Has anyone travelled to Morocco independently and can recommend the best way to get there and any good places to stay and visit along the 'Hippy trail' (Aires, sites etc)
We are looking at taking our lovely dog too. Can anyone advise me of any necessary requirements to be able to return back into the EU.
Thank you . Your responses would be appreciated.
Ned


----------



## HurricaneSmith (Jul 13, 2007)

Addie (Adam & Sophie) are a couple you should consider talking to. They travelled to Morocco without needing a guide and had a fantastic time.

You could start by reading their Blog here:
http://www.europebycamper.com/search/label/Morocco

They are also members of MHF (although no longer subscribers) and now run a successful company for motorhome wi-fi, based on their experiences.


----------



## vicdicdoc (May 14, 2005)

No need to take your dog . . They have food shops there :lol:


----------



## deefordog (Dec 31, 2013)

"Big Momma" from the 365er's forum is on their way now to Morocco. Might be worth following Eric's blog http://ericandshazza.wordpress.com/


----------



## emmbeedee (Oct 31, 2008)

HurricaneSmith said:


> Addie (Adam & Sophie) are a couple you should consider talking to. They travelled to Morocco without needing a guide and had a fantastic time.
> 
> You could start by reading their Blog here:
> http://www.europebycamper.com/search/label/Morocco
> ...


Adam does appear to subscribe now, but as a trade member under the "MotorhomeWiFi" name.


----------



## oldtart (Mar 18, 2006)

Have a look at the Morocco touring forum.

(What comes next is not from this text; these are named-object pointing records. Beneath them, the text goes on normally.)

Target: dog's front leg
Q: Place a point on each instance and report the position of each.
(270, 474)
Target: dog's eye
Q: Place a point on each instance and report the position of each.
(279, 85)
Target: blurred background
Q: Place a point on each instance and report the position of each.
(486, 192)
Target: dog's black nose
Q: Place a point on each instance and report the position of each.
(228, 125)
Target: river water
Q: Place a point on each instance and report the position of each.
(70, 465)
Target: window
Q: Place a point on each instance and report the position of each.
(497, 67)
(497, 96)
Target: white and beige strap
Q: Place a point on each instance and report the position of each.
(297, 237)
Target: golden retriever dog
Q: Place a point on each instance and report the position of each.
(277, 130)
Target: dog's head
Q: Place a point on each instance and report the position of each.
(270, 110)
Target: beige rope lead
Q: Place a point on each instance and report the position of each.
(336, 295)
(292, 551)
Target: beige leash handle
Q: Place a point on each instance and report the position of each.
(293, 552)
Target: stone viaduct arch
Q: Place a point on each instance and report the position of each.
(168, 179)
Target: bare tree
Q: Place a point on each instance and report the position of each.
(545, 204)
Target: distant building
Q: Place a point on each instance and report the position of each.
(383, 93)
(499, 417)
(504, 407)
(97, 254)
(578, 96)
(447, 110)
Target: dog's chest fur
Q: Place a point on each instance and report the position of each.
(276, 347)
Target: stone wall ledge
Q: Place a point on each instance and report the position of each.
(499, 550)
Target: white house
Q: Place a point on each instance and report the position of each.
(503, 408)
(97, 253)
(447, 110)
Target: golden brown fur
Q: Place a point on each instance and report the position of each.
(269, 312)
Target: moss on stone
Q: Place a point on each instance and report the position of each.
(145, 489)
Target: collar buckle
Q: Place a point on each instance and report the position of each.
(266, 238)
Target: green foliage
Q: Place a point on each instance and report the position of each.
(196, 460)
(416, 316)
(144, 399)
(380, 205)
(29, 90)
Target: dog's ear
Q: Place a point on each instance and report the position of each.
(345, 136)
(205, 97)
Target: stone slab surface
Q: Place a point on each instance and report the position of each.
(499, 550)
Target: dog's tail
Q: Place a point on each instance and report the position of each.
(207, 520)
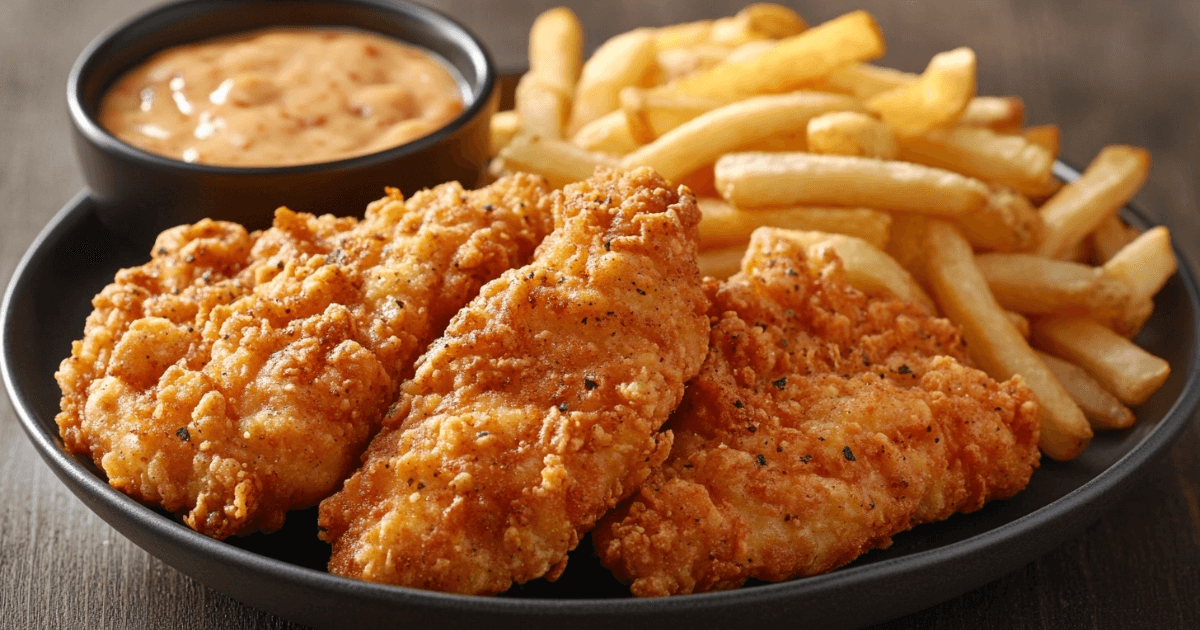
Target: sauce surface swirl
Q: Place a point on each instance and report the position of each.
(281, 97)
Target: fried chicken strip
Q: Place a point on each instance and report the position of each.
(821, 425)
(539, 408)
(237, 376)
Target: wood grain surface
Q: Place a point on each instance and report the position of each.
(1107, 71)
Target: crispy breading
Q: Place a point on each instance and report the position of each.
(237, 376)
(822, 423)
(539, 408)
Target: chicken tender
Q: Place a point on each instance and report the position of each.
(821, 424)
(237, 376)
(539, 409)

There's lots of info and helpful advice and suggestions.

It's a super country to visiting with wonderful people.

Val


----------



## kimbo4x4 (Jun 29, 2008)

Julie and Jason "our tour"
Book on Morocco. Search Amazon for "A monkey ate my breakfast"


----------



## jonegood (Nov 5, 2007)

Love Morocco

Been twice. you dont need a guide but a bit of basic french and a campsite guide is usefull. Vicarious books on is OK but old the one you can buy in French Tabacs is better. personally i would not be keen to take a dog.

Jon


----------



## taz (Sep 28, 2005)

We went this time last year with our dog and travelled independently....and had a fantastic time. No issues with the dog either over there or getting him back. We have a then year old working cocker spaniel and he seemed to be a complete novelty and drew crowds of children in some towns. Because we could carry him we were able to take him on a bus and discretely in a taxi. We spent nearly 6 weeks there.
You need to make sure that the dog has a clear blood test for rabies immunity and carry this documentation with you. We also had a health check at a vets in Portugal before crossing over. None of our paperwork was looked at but I felt happier knowing that I had it.
There are a lot of stray dogs around in various health conditions and also lots of feisty cats. You just need to be aware of these as you would with the many strays in Portugal and Spain.
We had the best time and will go back when our newest arrival is better trained.
Any questions please feel free to pm me. 
It is an amazing country.


----------